As the year's tax deadline approaches, tax scams start ratcheting up, especially by phone. Some of the most common scams involve con-artists who pretend to be from the IRS and call victims telling them they have to pay right now, or else.
Don't believe it - the IRS has formal processes in place for people with tax issues and harassing calls like these are not how the IRS does business. The IRS will NEVER:
- Call you to demand immediate payment. The IRS will not call you if you owe taxes without first sending you a bill in the mail
- Demand that you pay taxes and not allow you to question or appeal the amount you owe
- Require that you pay your taxes a certain way. For instance, require that you pay with a prepaid debit card
- Threaten to bring in police or other agencies to arrest you for not paying
If you receive such a call, do not give out any information. Hang up immediately.
If you're concerned the call might be from a legitimate IRS representative, call the IRS back at 800-829-1040 to verify the call.
Tax scams are also commonly perpetrated by email "phishing" scams and by regular U.S. mail.

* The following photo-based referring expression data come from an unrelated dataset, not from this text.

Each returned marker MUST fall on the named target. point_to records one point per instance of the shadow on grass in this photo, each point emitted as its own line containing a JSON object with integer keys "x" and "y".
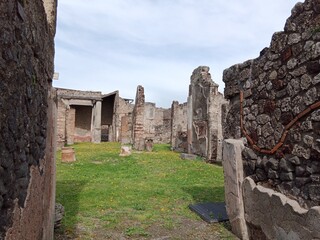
{"x": 68, "y": 194}
{"x": 205, "y": 194}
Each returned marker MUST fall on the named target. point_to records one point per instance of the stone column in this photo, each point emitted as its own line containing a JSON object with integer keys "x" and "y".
{"x": 96, "y": 122}
{"x": 70, "y": 124}
{"x": 138, "y": 120}
{"x": 233, "y": 178}
{"x": 189, "y": 124}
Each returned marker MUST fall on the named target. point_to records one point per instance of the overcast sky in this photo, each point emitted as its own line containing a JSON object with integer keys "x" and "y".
{"x": 108, "y": 45}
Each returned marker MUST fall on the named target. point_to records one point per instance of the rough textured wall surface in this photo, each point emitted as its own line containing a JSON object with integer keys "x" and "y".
{"x": 27, "y": 122}
{"x": 157, "y": 123}
{"x": 274, "y": 104}
{"x": 125, "y": 109}
{"x": 204, "y": 115}
{"x": 79, "y": 116}
{"x": 179, "y": 126}
{"x": 138, "y": 120}
{"x": 279, "y": 110}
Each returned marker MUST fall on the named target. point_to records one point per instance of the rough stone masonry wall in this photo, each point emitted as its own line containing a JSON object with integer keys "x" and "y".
{"x": 27, "y": 183}
{"x": 138, "y": 120}
{"x": 157, "y": 123}
{"x": 124, "y": 124}
{"x": 67, "y": 100}
{"x": 204, "y": 116}
{"x": 179, "y": 126}
{"x": 275, "y": 105}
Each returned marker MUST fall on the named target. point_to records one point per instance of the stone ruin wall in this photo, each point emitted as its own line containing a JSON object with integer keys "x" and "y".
{"x": 27, "y": 120}
{"x": 179, "y": 127}
{"x": 68, "y": 102}
{"x": 204, "y": 116}
{"x": 157, "y": 123}
{"x": 138, "y": 120}
{"x": 275, "y": 105}
{"x": 124, "y": 123}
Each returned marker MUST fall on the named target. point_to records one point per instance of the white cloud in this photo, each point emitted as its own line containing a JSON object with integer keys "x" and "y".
{"x": 108, "y": 45}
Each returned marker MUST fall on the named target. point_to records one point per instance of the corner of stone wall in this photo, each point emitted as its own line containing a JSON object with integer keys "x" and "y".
{"x": 276, "y": 215}
{"x": 233, "y": 178}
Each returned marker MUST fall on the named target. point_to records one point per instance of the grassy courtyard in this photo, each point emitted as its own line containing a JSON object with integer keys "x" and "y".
{"x": 143, "y": 196}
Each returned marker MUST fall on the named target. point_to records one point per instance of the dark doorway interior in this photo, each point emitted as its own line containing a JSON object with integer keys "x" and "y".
{"x": 83, "y": 124}
{"x": 107, "y": 113}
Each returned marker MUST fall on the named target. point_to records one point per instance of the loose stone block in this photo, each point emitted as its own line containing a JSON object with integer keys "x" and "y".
{"x": 125, "y": 151}
{"x": 68, "y": 154}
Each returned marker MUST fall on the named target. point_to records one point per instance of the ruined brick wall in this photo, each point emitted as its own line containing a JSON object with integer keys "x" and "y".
{"x": 157, "y": 123}
{"x": 138, "y": 120}
{"x": 275, "y": 106}
{"x": 75, "y": 108}
{"x": 27, "y": 119}
{"x": 124, "y": 123}
{"x": 204, "y": 116}
{"x": 179, "y": 126}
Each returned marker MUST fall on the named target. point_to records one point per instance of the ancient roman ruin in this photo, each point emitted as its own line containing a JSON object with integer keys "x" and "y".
{"x": 27, "y": 120}
{"x": 273, "y": 176}
{"x": 269, "y": 126}
{"x": 194, "y": 127}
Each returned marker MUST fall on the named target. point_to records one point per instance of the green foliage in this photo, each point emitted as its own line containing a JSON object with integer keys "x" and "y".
{"x": 131, "y": 193}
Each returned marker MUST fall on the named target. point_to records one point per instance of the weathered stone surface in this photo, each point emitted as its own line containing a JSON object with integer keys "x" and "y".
{"x": 188, "y": 156}
{"x": 204, "y": 128}
{"x": 138, "y": 120}
{"x": 58, "y": 216}
{"x": 27, "y": 120}
{"x": 233, "y": 177}
{"x": 293, "y": 222}
{"x": 286, "y": 166}
{"x": 149, "y": 145}
{"x": 284, "y": 124}
{"x": 125, "y": 151}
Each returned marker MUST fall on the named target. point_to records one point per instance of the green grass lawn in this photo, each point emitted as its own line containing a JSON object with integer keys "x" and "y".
{"x": 130, "y": 194}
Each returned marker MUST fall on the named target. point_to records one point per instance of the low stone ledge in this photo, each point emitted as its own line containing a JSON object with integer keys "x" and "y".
{"x": 278, "y": 216}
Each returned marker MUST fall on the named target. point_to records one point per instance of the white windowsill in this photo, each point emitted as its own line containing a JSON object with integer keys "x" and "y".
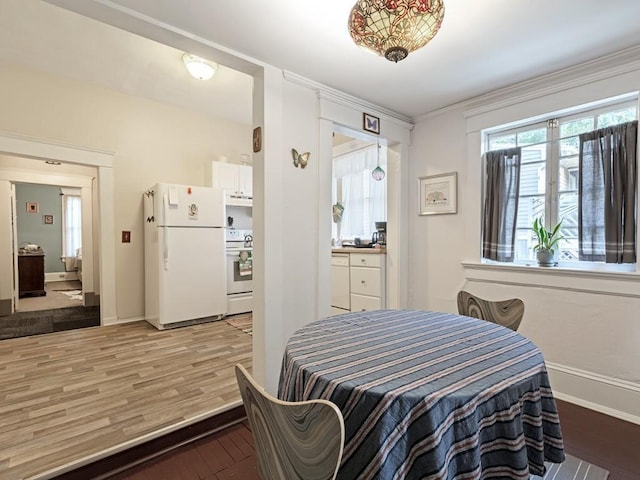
{"x": 625, "y": 284}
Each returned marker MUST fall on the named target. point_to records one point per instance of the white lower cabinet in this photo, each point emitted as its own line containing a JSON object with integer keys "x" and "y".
{"x": 365, "y": 277}
{"x": 340, "y": 295}
{"x": 360, "y": 303}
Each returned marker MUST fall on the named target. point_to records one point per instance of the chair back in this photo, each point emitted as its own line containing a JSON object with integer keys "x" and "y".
{"x": 293, "y": 440}
{"x": 508, "y": 313}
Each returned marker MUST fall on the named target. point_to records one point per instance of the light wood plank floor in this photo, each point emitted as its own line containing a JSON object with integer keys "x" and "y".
{"x": 72, "y": 397}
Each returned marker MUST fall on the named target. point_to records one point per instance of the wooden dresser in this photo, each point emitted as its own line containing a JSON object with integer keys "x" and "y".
{"x": 31, "y": 275}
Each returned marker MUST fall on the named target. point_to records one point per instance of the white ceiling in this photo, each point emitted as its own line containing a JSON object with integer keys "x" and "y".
{"x": 482, "y": 45}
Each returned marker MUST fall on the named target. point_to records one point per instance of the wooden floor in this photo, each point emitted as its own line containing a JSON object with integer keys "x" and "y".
{"x": 599, "y": 439}
{"x": 72, "y": 397}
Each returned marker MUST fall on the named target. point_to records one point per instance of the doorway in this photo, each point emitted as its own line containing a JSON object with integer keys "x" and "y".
{"x": 27, "y": 160}
{"x": 47, "y": 232}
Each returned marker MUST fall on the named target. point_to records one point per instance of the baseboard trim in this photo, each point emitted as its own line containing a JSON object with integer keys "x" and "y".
{"x": 121, "y": 321}
{"x": 133, "y": 455}
{"x": 613, "y": 397}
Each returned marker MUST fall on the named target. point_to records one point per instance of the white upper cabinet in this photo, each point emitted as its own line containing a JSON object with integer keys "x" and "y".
{"x": 235, "y": 180}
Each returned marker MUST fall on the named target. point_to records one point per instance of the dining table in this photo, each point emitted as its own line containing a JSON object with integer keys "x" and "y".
{"x": 427, "y": 395}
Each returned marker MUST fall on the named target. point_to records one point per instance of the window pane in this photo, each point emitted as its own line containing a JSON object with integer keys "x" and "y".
{"x": 568, "y": 213}
{"x": 534, "y": 153}
{"x": 532, "y": 136}
{"x": 574, "y": 127}
{"x": 503, "y": 141}
{"x": 617, "y": 117}
{"x": 568, "y": 173}
{"x": 528, "y": 209}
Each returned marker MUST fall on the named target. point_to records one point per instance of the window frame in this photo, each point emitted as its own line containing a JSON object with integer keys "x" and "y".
{"x": 553, "y": 123}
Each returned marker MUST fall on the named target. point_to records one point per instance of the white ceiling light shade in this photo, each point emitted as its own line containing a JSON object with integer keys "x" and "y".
{"x": 199, "y": 67}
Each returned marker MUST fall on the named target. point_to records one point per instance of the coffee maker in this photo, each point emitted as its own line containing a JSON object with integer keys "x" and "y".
{"x": 380, "y": 235}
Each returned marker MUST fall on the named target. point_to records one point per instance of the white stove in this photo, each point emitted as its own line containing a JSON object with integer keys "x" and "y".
{"x": 239, "y": 246}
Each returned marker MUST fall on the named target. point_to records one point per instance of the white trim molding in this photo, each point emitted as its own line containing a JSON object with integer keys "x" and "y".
{"x": 619, "y": 284}
{"x": 610, "y": 396}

Scammers will often copy official IRS letterhead or logo to use in the fraudulent messages they send to victims. Or the scams may appear to come from another official source, such as pretending to be from the UC payroll department asking you to login to access your W2 form.
Even if you don't provide the information the crooks are looking for, clicking a link or opening an attachment can download malicious software on to your computer that could allow the sender to access your passwords or bank account information, and lead to identity theft.
Bottom line, it's a scam. The IRS does not initiate contact with taxpayers through email.
To protect yourself and your personal information:
- Adhere to our Top 10 Secure Computing Tips
- Report crimes and criminal activity to the Campus Police Department.